I have a feeling the docker stop command may not be gracefully shutting down the node OR; the satellite which never received confirmation that a piece was uploaded to my node thinks it’s uploaded.

Can 1 of the data engineers investigate?

nerdatwork · September 15, 2019, 5:58pm

When shutting down your node use

docker stop -t 300 storagenode

The 300 is number of seconds for your node to gracefully shut down.

Odmin · September 15, 2019, 8:16pm

@Sasha Please look into this post for prevent this situation in future.

Sasha · September 15, 2019, 10:45pm

Hi @Odmin, I use the Docker UI to stop the container, however Watchtower is still running. It takes approx between 5 seconds and 60 seconds to stop the storagenode container.

When Docker UI sends a stop command to the container how does the satellite uploading data to the node know the storagenode is about to go offline? If it doesn’t know and simply disappears offline then setting a shutdown to 10, 30, 300 or 500 seconds wouldn’t make a difference would it?

I’m happy to try and re-create this and break it by stopping and starting the node, but I would need dev to implement some additional logging to try and capture the exact cause and behavior of what happens.

Note: Using Synology NAS with Docker.

cdhowie · September 16, 2019, 4:25am

It does seem very odd that the advice here is “use a higher timeout when stopping the container.” If the storagenode software is correctly written, you should even be able to yank the power cable without this happening: the node should not return success to the uploader/satellite until the data has been properly committed to storage (fsync(), for example, across all relevant files, as well as any database writes necessary to catalog the presence of the piece).

If this is correctly done, it should not matter whether the container is terminated gracefully or not – either the piece is there, or the uploader should never have received confirmation that the upload to this node was successful.

So…

If storagenode handles this situation properly, the advice to use -t 300 isn’t helpful at all and is actually harmful as it disguises the real issue by incorrectly placing blame on the node operator, and discouraging operators/developers from looking for the real problem.
If storagenode does not handle this situation properly, this is a serious bug that should be fixed ASAP.

Either way, it’s not something the node operator should be responsible for.

This would be like saying that, if a DB server returns success to a transaction commit request, the DBA stops the server in the middle of this process, and the transaction is actually lost, that it’s the DBA’s fault – no, the DB server software should not have returned success until the changes were guaranteed to have been persisted in some form.
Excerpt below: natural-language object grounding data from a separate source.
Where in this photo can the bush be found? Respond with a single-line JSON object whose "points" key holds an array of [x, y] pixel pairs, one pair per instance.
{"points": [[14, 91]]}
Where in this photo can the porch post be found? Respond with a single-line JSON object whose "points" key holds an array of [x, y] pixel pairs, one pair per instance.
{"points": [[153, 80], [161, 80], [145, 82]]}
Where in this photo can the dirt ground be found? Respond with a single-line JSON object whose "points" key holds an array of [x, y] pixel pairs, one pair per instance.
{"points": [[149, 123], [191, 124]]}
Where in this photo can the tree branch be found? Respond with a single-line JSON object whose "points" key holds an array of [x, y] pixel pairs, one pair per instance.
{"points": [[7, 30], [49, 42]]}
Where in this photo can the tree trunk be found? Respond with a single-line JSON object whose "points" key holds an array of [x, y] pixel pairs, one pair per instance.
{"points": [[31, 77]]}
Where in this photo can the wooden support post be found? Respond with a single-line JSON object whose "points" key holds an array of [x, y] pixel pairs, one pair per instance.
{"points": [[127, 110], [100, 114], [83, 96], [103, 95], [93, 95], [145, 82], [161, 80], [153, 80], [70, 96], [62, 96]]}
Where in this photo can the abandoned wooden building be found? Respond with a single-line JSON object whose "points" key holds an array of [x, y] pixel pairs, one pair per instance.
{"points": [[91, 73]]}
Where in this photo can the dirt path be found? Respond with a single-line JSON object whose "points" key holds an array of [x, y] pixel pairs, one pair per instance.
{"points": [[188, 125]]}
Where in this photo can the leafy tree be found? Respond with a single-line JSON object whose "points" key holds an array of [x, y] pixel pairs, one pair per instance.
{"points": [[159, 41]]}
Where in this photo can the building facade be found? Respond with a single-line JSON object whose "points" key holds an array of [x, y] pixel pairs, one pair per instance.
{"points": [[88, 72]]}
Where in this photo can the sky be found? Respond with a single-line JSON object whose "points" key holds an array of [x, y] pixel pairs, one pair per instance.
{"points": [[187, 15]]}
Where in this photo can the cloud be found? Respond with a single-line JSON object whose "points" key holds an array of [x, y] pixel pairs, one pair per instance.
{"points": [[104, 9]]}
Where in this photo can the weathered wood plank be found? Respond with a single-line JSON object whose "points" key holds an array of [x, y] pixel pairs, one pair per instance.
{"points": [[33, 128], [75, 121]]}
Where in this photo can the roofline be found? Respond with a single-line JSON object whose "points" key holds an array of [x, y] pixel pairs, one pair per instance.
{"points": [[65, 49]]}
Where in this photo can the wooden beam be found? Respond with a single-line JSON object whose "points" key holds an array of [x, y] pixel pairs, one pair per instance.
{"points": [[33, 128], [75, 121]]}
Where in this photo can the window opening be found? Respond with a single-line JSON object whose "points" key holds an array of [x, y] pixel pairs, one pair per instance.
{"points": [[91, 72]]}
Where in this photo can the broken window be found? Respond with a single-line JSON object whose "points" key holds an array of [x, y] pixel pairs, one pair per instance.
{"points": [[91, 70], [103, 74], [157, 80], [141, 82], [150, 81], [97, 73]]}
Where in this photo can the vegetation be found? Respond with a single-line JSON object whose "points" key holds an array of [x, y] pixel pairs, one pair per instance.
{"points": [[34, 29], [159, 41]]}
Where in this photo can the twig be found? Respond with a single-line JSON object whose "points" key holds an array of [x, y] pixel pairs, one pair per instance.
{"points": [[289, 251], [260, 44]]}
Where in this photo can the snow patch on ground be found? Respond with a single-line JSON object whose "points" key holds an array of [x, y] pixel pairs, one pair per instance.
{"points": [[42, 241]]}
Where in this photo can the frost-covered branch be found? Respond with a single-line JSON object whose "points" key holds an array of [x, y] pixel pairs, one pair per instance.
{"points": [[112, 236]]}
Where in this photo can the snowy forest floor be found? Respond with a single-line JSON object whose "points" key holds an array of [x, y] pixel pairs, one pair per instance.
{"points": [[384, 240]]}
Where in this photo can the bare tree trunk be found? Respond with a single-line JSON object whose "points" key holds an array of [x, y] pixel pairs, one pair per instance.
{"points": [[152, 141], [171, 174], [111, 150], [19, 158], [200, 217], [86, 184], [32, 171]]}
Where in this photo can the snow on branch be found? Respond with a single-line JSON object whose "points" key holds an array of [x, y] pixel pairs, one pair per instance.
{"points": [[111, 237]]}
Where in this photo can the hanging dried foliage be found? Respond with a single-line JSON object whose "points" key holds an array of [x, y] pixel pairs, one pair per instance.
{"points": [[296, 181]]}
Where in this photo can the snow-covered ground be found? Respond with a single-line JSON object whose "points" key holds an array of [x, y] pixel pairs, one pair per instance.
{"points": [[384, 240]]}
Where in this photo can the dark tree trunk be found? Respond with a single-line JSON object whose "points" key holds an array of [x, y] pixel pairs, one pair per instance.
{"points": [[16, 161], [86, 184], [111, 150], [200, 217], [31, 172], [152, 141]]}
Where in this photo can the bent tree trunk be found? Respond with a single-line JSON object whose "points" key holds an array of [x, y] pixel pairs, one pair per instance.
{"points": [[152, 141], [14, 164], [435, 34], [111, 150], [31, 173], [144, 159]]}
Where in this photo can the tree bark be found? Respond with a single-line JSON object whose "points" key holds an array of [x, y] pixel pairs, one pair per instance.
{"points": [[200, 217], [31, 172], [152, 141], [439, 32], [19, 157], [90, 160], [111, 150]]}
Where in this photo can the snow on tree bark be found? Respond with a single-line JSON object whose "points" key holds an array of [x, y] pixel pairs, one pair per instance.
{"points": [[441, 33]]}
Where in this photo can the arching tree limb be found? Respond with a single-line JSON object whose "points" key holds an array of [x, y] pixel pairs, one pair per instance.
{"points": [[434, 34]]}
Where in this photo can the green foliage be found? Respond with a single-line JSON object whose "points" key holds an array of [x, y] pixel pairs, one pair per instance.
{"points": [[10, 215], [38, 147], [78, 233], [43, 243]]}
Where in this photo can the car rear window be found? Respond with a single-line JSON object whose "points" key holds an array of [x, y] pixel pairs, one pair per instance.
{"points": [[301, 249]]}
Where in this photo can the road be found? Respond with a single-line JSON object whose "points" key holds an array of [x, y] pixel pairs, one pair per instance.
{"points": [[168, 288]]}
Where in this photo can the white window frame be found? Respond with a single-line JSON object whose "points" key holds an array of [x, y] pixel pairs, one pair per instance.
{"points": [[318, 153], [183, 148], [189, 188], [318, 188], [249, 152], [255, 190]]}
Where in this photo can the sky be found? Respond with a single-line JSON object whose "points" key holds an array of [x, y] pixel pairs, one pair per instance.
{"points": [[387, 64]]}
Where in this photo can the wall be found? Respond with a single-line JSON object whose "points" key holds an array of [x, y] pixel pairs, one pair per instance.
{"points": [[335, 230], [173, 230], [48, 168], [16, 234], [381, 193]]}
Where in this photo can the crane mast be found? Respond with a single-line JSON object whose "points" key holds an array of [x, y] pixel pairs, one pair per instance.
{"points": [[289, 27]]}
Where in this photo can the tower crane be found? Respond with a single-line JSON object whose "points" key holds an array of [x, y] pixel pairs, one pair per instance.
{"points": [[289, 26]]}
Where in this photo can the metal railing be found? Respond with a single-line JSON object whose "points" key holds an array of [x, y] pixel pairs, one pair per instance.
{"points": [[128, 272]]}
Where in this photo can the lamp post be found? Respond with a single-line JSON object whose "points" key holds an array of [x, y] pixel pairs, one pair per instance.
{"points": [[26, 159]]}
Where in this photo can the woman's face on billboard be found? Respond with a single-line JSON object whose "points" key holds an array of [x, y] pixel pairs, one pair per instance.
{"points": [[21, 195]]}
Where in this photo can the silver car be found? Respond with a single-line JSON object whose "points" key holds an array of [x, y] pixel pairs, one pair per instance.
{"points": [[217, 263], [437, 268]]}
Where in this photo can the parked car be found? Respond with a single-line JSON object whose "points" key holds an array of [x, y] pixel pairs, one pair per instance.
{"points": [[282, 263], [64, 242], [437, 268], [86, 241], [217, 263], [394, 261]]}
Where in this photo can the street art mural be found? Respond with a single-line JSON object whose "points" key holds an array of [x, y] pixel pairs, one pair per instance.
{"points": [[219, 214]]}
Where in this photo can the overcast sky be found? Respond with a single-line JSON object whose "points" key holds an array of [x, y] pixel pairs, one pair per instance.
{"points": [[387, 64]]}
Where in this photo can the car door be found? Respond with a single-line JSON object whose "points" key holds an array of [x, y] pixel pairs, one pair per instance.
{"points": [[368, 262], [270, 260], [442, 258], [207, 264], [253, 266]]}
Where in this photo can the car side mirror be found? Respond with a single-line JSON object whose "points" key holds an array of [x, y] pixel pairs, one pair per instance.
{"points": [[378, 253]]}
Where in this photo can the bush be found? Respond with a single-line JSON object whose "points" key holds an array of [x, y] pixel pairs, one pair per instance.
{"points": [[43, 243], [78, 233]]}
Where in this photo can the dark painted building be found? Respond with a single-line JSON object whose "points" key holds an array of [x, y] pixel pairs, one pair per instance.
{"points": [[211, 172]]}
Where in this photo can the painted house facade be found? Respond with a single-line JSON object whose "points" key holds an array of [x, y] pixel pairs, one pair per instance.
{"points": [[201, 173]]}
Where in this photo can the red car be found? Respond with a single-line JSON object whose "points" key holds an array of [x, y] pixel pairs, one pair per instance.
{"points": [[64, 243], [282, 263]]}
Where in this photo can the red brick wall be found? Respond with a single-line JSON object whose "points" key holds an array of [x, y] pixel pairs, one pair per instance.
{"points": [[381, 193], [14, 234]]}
Sasha · September 16, 2019, 4:46am

Yes, that is why I am wondering this myself.
Even in a power outage scenario the UPS will kick in and is instructed to immediately start shutting down the NAS to ensure work is saved but this shutdown may not be handles correctly by the storagenode docker and I really am wondering if this could be the culprit of data never uploaded while satellite thinks it has uploaded type of scenario.
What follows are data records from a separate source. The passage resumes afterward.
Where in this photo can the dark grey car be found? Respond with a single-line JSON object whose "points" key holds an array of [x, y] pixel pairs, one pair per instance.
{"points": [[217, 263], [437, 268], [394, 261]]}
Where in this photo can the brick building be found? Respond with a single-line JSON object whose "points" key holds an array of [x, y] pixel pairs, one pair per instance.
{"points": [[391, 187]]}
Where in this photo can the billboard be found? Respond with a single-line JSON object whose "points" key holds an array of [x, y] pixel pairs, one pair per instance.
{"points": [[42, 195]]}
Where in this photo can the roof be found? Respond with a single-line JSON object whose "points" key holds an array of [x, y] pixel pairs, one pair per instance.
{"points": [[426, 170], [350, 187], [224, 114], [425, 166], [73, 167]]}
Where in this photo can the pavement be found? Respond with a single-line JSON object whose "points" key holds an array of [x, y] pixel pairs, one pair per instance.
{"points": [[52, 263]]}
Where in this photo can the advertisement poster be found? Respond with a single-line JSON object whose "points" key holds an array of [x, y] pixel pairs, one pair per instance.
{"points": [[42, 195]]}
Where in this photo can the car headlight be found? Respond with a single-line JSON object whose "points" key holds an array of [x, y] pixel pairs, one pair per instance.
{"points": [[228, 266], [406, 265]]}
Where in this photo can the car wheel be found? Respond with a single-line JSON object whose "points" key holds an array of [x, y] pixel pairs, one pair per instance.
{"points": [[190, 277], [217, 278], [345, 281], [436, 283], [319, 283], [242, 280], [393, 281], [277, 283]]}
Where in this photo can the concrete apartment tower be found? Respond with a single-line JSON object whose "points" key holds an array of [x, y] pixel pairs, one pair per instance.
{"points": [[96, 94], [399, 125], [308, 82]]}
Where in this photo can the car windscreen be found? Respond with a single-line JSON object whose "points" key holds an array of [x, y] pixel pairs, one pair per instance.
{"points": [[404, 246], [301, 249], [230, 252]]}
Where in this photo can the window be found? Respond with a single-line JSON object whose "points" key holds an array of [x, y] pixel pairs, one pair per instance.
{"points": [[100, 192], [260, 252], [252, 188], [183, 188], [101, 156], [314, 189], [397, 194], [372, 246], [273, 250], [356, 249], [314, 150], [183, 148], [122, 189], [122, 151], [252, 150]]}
What is odd though, is that logs don’t show an actual request to upload the piece id in my recent example but there was an audit request for the piece id.
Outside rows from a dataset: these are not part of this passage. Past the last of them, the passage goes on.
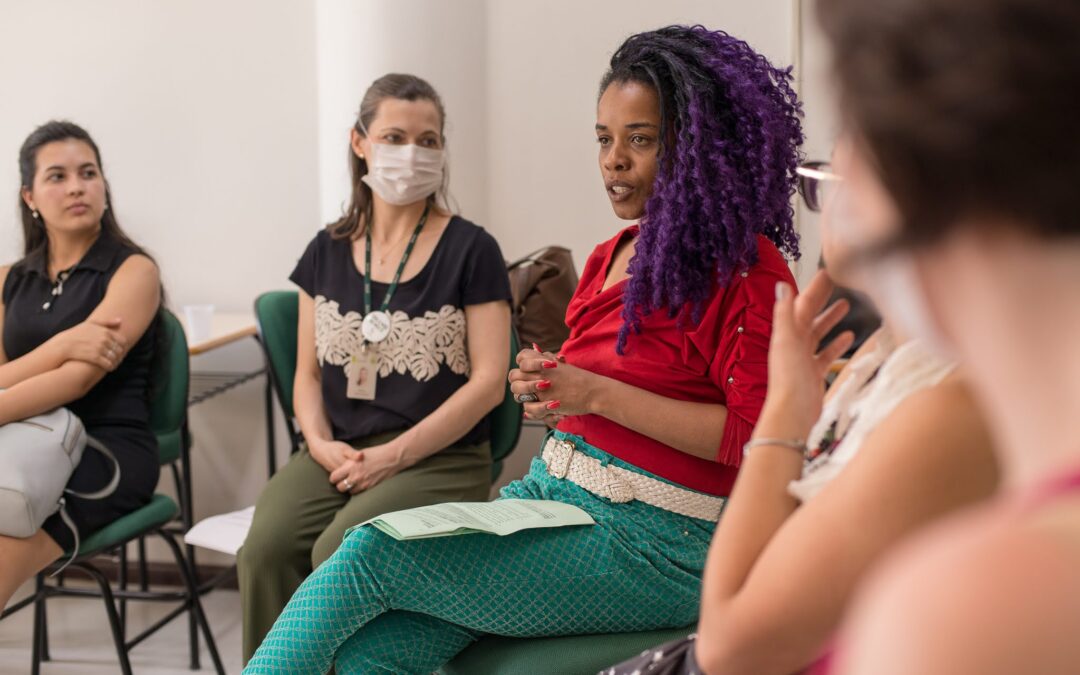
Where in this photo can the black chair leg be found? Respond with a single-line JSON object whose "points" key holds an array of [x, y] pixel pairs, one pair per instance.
{"points": [[144, 575], [194, 603], [122, 583], [110, 609], [271, 441], [187, 515]]}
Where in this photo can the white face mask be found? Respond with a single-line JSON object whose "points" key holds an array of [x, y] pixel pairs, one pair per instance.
{"points": [[894, 282], [404, 174]]}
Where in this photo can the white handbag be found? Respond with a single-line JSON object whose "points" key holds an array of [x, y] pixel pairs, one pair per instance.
{"points": [[37, 458]]}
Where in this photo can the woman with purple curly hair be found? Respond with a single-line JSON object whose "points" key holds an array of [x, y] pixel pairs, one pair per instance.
{"points": [[652, 397]]}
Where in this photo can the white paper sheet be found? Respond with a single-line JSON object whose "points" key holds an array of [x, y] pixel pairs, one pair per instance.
{"points": [[224, 532]]}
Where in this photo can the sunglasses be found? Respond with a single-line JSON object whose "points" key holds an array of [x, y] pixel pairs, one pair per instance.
{"points": [[817, 184]]}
Odmin · September 16, 2019, 4:57am

Hi @Sasha
Satellite correctly handle node shutdown, but Docker default setting have only 10sec timeout for any container, on heavy load it not enougth, and container can be killed during dowload (PUT) and you will have udefined status of upload. I changed this default timeout and not have issues anymore and share this information on provided post.

Also, I have situation with UPS shutdown signal, that also can be fixed with extending docker default timeout.

Sasha · September 16, 2019, 11:06am

Thanks @Odmin , but the question was does it handle an abrupt storagenode going offline? As @cdhowie made a good point. Think about worst case scenarios where SNO’s shutdown the node in 10 seconds, or a power loss occurred, or LAN/internet connectivity issue occurred, etc?

In such cases does the satellite correctly behave as expected? Or are we onto something here and this could be the cause of a satellite trying to download an audit for a Piece ID that was never uploaded successfully to the storage node in the first place?

Odmin · September 16, 2019, 11:27am

Hi @Sasha
I talking only about abnormal container termination (container kill) and pay attention only for it.
All other scenarios successfuly handled by storagenode and satellite, you can check it and share your results (I alredy tested it for himself and share solution with you)